Hanging from the ceiling on thin wire in another room are gnarly little wooden boxes, some filled with wooden blocks wrapped in hobnailed felt or leather, a craftsman echo of Neagu’s cobbler father. These objects were made to hang in a space where the viewer could brush against them, touch them, smell them — probably lick them if they felt so inclined. There are photos of this from the Demarco Gallery, viewers with a cigarette in one hand and a sculpture in the other. It is a sad irony that here in Leeds these works are guarded by stern ‘Do Not Touch’ signs. They have become the distanced, venerated works they were designed to subvert.

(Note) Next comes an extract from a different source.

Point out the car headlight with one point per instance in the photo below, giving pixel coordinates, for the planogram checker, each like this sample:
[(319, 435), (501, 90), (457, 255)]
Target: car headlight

At The Hepworth is an exhibition of Anthony Caro sculpture. He also wanted to democratise sculpture, to alter the relationship between art and audience, but his work is not for touching. The tangled steel of ‘Ceiling Piece’ hovers high like a scribbled cloud in a lofty corner and plays on the tension between the strength of the materials and the airy lightness of the construction. ‘The Window’ is an uneasy congregation of painted steel forms that seem barely able to balance, standing on thin edges, slicing the space around them. As with ‘Hopscotch’, a delicate scaffold of aluminium, the groundless fear is that one touch might cause collapse.

The same tension runs through the Table Pieces that form the backbone of this show. Squatting precipitously on the corner of their plinths, these works play with gravity while coaxing the eye around their convoluted forms. The most splendid is ‘Déjeuner sur l’herbe II’ in which Manet’s painting of the same name seems to have been swallowed by Giacometti’s ‘Woman with Her Throat Cut’. The jumble of structures sprawls over the edge of the plinth: the softened, bent steel forms contrasting with the flat discs and sheer edges of girder. It is an unsettling and absorbing piece. Less convincing are the Last Sculptures — solid and lumpish, lacking the drama and delicacy of the earlier work.

Bernat Klein, who like Neagu and Caro was at his peak in the 1960s and ’70s, is the subject of an eye-catching show at Dovecot Studios in Edinburgh. A major figure in Scottish textile design, Klein produced radical, visionary fabrics. Working from his studio outside Selkirk (itself a modern masterpiece, designed by Peter Wormersley and now in a tragic state of neglect), he was also a prodigious painter. The Dovecot exhibition highlights this, showing his paintings alongside a series of inventive tapestries based upon them.

Klein used painting to experiment with texture and colour before translating his discoveries into textiles. These rarely seen paintings are exuberant, geometric abstracts. Klein creates a weave effect, applying the paint in grid-like blocks across the canvas. He thought colour as important in life as words, and his mastery of the palette is complete. The reds are energised by slashes of green, the purples offset by ultramarine, while the more sombre paintings are restrained exercises in tonal and textural gradation. ‘All my inspiration has been derived from nature,’ Klein said, and in ‘Blue and Brown Composition into Green’ we see as resonant an abstract portrait of a sodden day in Selkirkshire as any created by that other great Ettrick artist, William Johnstone. Intense and substantial, this is palpable painting.